Com o emprego de uma arma de fogo, os assaltantes anunciaram o roubo e exigiram que a vítima Deyane entregasse seu veículo automotor, o que foi prontamente atendido. Ato contínuo, os assaltantes entraram no veículo e fugiram para local incerto. Após o ocorrido, Deyane dirigiu-se até a POLINTER e registrou ocorrência (fls. 04), oportunidade em que visualizou fotografias de suspeitos e reconheceu, sem dúvidas, JOÃO PAULO e WENDEL WELLINSTON como os autores do roubo em comento (fls. 06/09). Diante disso, em 14/11/2019 o MM. Juiz decretou a prisão preventiva dos denunciados, bem como, deferiu uma busca e apreensão nas residências destes."

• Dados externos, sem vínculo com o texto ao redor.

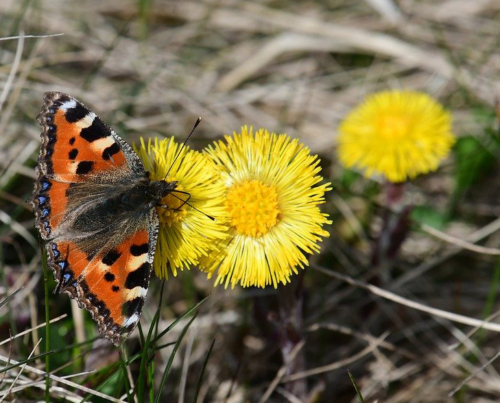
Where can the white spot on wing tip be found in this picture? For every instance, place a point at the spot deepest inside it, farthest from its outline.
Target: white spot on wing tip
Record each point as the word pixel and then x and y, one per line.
pixel 132 320
pixel 68 105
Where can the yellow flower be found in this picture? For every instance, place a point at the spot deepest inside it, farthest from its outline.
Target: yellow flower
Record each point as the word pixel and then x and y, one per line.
pixel 185 234
pixel 272 203
pixel 398 134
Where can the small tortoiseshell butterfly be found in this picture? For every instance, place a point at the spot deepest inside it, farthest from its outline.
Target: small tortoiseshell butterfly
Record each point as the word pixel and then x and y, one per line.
pixel 95 208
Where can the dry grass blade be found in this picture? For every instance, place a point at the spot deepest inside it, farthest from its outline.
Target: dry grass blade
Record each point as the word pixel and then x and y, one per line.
pixel 335 365
pixel 6 393
pixel 412 304
pixel 32 329
pixel 281 374
pixel 62 381
pixel 459 242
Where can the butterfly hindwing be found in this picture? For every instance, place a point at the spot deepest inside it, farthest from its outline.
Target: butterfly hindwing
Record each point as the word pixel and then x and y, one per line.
pixel 101 254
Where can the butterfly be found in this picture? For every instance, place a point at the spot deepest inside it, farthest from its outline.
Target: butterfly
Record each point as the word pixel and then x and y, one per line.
pixel 95 208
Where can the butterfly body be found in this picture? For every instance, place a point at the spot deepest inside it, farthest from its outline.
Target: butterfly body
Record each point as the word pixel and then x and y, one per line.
pixel 95 207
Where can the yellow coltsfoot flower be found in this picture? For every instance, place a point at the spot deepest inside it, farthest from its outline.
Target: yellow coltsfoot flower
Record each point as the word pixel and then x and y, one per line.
pixel 185 234
pixel 397 134
pixel 272 202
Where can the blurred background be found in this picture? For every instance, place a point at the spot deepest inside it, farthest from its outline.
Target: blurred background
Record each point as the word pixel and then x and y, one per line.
pixel 150 68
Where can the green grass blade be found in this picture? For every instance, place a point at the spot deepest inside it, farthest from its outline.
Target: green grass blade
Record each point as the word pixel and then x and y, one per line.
pixel 356 388
pixel 171 359
pixel 202 372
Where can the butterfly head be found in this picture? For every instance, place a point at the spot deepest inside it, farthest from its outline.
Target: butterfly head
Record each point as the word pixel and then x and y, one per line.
pixel 161 189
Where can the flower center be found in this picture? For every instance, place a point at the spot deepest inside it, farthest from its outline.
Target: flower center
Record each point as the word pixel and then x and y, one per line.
pixel 391 127
pixel 253 207
pixel 176 207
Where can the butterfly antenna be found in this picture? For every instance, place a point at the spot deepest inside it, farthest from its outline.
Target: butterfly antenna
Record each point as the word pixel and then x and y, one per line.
pixel 183 145
pixel 193 207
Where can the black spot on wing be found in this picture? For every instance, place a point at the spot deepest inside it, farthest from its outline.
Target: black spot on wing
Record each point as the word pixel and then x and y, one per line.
pixel 73 153
pixel 75 114
pixel 110 151
pixel 139 277
pixel 84 167
pixel 111 257
pixel 138 250
pixel 97 130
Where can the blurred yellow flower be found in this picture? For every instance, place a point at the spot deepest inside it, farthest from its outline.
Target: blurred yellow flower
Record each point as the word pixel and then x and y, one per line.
pixel 398 134
pixel 185 234
pixel 272 201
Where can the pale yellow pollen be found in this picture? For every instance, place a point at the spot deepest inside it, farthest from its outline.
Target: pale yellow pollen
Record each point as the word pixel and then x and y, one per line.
pixel 176 208
pixel 253 207
pixel 393 127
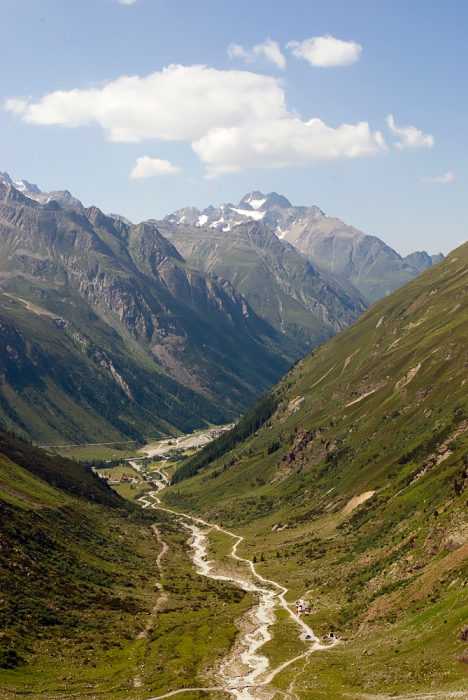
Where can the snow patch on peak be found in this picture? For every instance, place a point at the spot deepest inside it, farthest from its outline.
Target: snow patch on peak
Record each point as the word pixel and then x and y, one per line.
pixel 257 203
pixel 256 215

A inicial acusatória veio acompanhada dos autos do inquérito policial e do rol de testemunhas, sendo recebida em decisão datada de 14/01/2020 (ID 4618904 - págs. 79/80).

Os acusados JOÃO PAULO PEREIRA DA COSTA e WENDEL WELLINSTON SOUSA MOURA apresentaram resposta à acusação (respectivamente, ID. 4618904 - págs 121/129 e ID. 4618904 - Págs. 98/100).

As alegações finais do Ministério Público e da defesa foram apresentadas de forma escrita e acostadas aos autos, Id Num. 4618905 - Pág. 78/82 e Num. 4618905 - Pág. 85/106.

O Magistrado a quo ao prolatar a sentença acostada aos autos, Id Num. 4618905 - Pág. 178/Id Num. 4618905 - Pág. 200,  JULGOU PROCEDENTE EM PARTE a peça acusatória para CONDENAR o réu WENDEL WELLISTON SOUSA MOURA, nos termos do art. 157, §2º, II e 2º - A, I, do CP - roubo majorado pelo emprego de arma e concurso de agentes, fixando pena definitiva de 9 (nove) anos, 3 (três) meses e 3 (três) dias de reclusão e 46 (quarenta e seis) dias-multa, cada um sob o valor de 1/30 (um trinta avos) do salário mínimo vigente à data dos fatos e ABSOLVER o réu JOÃO PAULO PEREIRA DA COSTA, nos termos do art. 386, V, do CPP.

Irresignado com a r. sentença, o MINISTÉRIO PÚBLICO de 1º Grau interpôs Apelação Criminal (ID 4618905 - Pág. 205, razões ID 4618905 - Págs. 206/211. O condenado WENDEL WELLISTON SOUSA MOURA também apelou, ID 4618905 - Pág. 299 e razões ID 4618903 - Págs. 01/11.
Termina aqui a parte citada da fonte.